For years, Apple has protected users' health data, passwords, credit card, and other payment info on iCloud through end-to-end encryption, which prevents third parties from accessing data while it is being transferred from one end system or device to another. But users' photos, notes, and iCloud backup remained unencrypted and thus, vulnerable to anyone able to gain access to iCloud.
That changed last week, when Apple announced Advanced Data Protection for iCloud, which the company says will bring the highest level of security to more sensitive information and data stored on iCloud.
Matthew Green, a nationally recognized cryptography expert and associate professor at the Johns Hopkins University Information Security Institute and the Whiting School of Engineering's Department of Computer Science, hailed the move and sat down with the Hub to discuss its implications.
Why is it a big deal that Apple is introducing new data protection for users?
Apple has spent years building the infrastructure needed to enable end-to-end backup for iCloud. This means backup that ensures that you are the only one who can access your own data: not hackers, not law enforcement, not the government, and not even Apple.
The interesting thing is that even though Apple had the infrastructure to do this eight years ago, it didn't. It limited the use of end-to-end encryption to things like protecting your passwords and guarding your web history. But that left your photos, notes, etc., accessible to anyone who managed to get into iCloud. This new feature changes that.
One thing to note is this new capability will require users to opt in. This means users will only receive the new encryption features if they activate the feature by turning on a switch in their phone's Settings menu. It also means that users who activate the feature will be at risk of losing their backups if they forget their phone password. To mitigate this risk, Apple is building in a new "social backup" feature that lets you appoint a friend to help you recover your backups if that ever happens. Apple is hoping that this combination will make encryption workable for most iPhone and Mac users. These features will help to stop an entire range of hacking attacks that criminals use to steal user data and extort vulnerable people.
If Apple had the capability to protect this data, why the wait to deploy it?
There is a lot of speculation about that. Two years ago, Reuters reported that the FBI pressured the company into dropping plans to enable that feature, saying it would harm investigations. This is because many police investigations have relied on access to phone backups that Apple was able to hand over when presented with a warrant. That won't be possible anymore. In fact, when Apple announced the new iCloud data protection measures last week, FBI sources told The Washington Post they were "deeply concerned" with the threat that user-controlled encryption poses and that it "hinders our ability to protect the American people from criminal acts ranging from cyber-attacks and violence against children to drug trafficking, organized crime, and terrorism."

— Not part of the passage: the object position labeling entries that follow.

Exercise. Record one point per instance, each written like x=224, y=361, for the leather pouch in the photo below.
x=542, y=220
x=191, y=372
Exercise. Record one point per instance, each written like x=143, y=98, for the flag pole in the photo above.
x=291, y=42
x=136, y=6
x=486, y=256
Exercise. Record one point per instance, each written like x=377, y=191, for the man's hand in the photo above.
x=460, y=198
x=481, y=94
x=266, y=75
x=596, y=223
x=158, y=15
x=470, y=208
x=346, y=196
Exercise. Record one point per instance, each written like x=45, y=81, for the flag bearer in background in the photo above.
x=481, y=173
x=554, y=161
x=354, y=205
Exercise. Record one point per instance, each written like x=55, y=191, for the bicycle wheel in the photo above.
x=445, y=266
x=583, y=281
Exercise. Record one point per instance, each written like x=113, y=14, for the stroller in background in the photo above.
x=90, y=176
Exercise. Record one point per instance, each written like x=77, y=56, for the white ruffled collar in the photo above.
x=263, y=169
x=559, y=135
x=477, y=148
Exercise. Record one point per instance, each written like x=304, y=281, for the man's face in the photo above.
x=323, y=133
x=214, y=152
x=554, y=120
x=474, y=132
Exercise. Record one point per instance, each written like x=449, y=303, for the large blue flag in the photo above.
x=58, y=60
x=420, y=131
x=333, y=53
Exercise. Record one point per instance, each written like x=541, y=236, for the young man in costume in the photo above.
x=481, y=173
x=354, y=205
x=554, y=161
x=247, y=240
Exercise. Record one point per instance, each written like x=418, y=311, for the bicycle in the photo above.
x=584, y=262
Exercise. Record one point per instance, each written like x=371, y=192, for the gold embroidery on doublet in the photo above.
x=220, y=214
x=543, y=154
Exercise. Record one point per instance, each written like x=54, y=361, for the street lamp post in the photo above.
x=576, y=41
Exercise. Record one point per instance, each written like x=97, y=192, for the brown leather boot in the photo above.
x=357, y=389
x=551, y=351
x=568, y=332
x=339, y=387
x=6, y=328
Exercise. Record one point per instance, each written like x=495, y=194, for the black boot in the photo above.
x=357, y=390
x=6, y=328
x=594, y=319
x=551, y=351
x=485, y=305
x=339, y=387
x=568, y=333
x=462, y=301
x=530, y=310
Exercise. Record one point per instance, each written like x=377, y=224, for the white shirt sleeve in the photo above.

But it appears that Apple has overcome these concerns.
Do you expect this move by Apple to spur competitors like Samsung or Google to offer similar levels of security?
Absolutely, because Apple sets the standard on what secure consumer cloud backup looks like. There is little question in my mind that competitors all over the industry will chase them.
I should say that Google and WhatsApp deserve credit for deploying some of this end-to-end backup tech on their own. But I think this move by Apple creates a dynamic where companies will continue to compete to offer consumers better privacy features, making it a challenge for any company not to step up and offer these protections themselves.
The positive side to this for consumers is that it will no doubt result in a better and more secure experience. And if things continue in this vein, my hope is that, in the future, end-to-end user controlled encryption will be turned on by default, or users will be strongly encouraged to turn it on for their own protection. Apple's two-factor authentication—a feature where attempts to log in to your iCloud account require a one-time passcode sent to your phone—provides a good example of this, because although this protection is optional right now, about 95% of Apple's customers use it.
What other security enhancements is Apple introducing?
One improves iMessage—Apple's end-to-end encrypted messaging service—by preventing someone from adding new devices to your account without permission. This makes it much harder for a hacker to read your encrypted text messages. Again, you have to opt in, but if you do, it puts into place a sort of "key transparency" that makes it harder for people to add new devices that can receive your iMessage chats. While the feature isn't something most people think about, it eliminates one of iMessage's big weaknesses: that Apple can be hacked or forced to bypass the iMessage encryption.
It is important to note that there is no reason to think this has ever happened, but some governments have argued that systems like Apple's iMessage are vulnerable to this type of attack.
Finally, Apple has made a bunch of nice improvements around account access—including providing support for hardware security keys to protect sensitive corporate accounts. These features are used widely by enterprises, who rely on these keys to prevent phishing attacks and other account takeovers. All of these protections are features that enterprises in particular will really like.
What else should consumers know about Apple's new security features?
The bottom line is that something important has happened in Cupertino. Whereas previously, Apple was obviously hesitant about deploying beefed up encryption features, it is clear that now they are putting the gas pedal down. It's not clear what changed, but whatever it is, I am glad to see it.